В черной банной жаре они поначалу натыкались на скамьи, на ведра, на горячую каменку. Но когда разделись, от них самих стало светлее. Через некоторое время он почувствовал, что одними ладонями ему не обойтись, что они слишком задубели и измозолились от работы, мороза, стрельбы и не чувствуют полной мерой. Тогда он начал гладить ее лицом. Лбом, щеками, губами, носом – по плечам, груди, животу. Посадил на полок и принялся оглаживать ноги – сверху донизу, одну и другую. Перевернул на живот и стал скользить мокрой от пота щекой сверху, прижимаясь там и тут, как к подушке. Она все выполняла послушно, тихонько постанывала, но потом перевернулась, сильно притянула к себе, и дальше все пошло по ее, и он с готовностью подчинился, потому что здесь только она могла знать, когда, что и как.
Отвлекаясь от банно-прачечных процедур, закончу с сюжетом. Илью находит Павлик, возлюбленный матери. И они вместе выбирают свободу, дерзко пересекая советско-финскую границу.
Довлатов 30 августа 1982 года пишет Ефимову письмо. Откладывать уже нельзя. Начинается оно с малоприятной для каждого пишущего фразы:
Я прочитал Ваш роман и нахожусь в довольно странном положении.
Тут же он поспешно оговаривается:
Дело в том, что из всего Вами написанного, вернее – из всего того, что я Вашего прочел, эта вещь – наиболее удалена от моих читательских интересов. В ней, с одной стороны, нет (в основополагающем виде) остроумия и вразумительности научных работ и нет, с другой стороны, и тоже в преимущественном количестве – исследования всяких мучительных чувств, на чем основана Ваша беллетристика.
Согласен, мучиться при чтении пришлось. Именно с этим чувством критик поневоле хвалит «отдельные удачные места», отмечает внимательность автора к деталям:
Всяческое профессиональное мастерство: ритм, пейзаж, детали, юмор, задетые пуговицы и пиджак для чайника. То есть – наличие прозы.

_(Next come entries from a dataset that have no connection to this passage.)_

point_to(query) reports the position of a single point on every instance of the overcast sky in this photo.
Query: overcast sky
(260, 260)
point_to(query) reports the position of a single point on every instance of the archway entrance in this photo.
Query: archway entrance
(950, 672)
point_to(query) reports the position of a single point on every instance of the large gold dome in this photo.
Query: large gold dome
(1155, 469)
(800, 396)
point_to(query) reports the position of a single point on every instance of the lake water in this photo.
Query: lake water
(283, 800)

Из перечня того, что не понравилось, на первом месте попытка Ефимова «написать эротику»:
Сексуальные сцены. В них есть какая-то опасливая похабщина. Мне кажется, нужна либо миллеровская прямота: «Моя девушка работала, как помпа», либо – умолчания, изящество, а главное – юмор. Всякие натяжения в паху, сладкие истомы, искрящиеся жгуты в крестцах, краснота, бегущая волнами к чему-то там – все это у меня лично вызывает ощущение неловкости.
Точно и жестко поймано определение – «опасливая похабщина». Да, в изложении страсти по Ефимову нет лимоновского мрачного натурализма или аксёновской «эротики на пределе». Но получилось почему-то хуже и похабней. Ефимов пытался избежать прямолинейности, но «дать настроение». Отделить конкретность описания полового акта от того, что туманно можно назвать «любовной лихорадкой». Провалившаяся попытка не рождает особого злорадства. Куда более талантливые русские писатели сталкивались с очевидным словесным онемением, о котором Бродский высказался точно в известной строке: «Любовь, как акт, лишена глагола».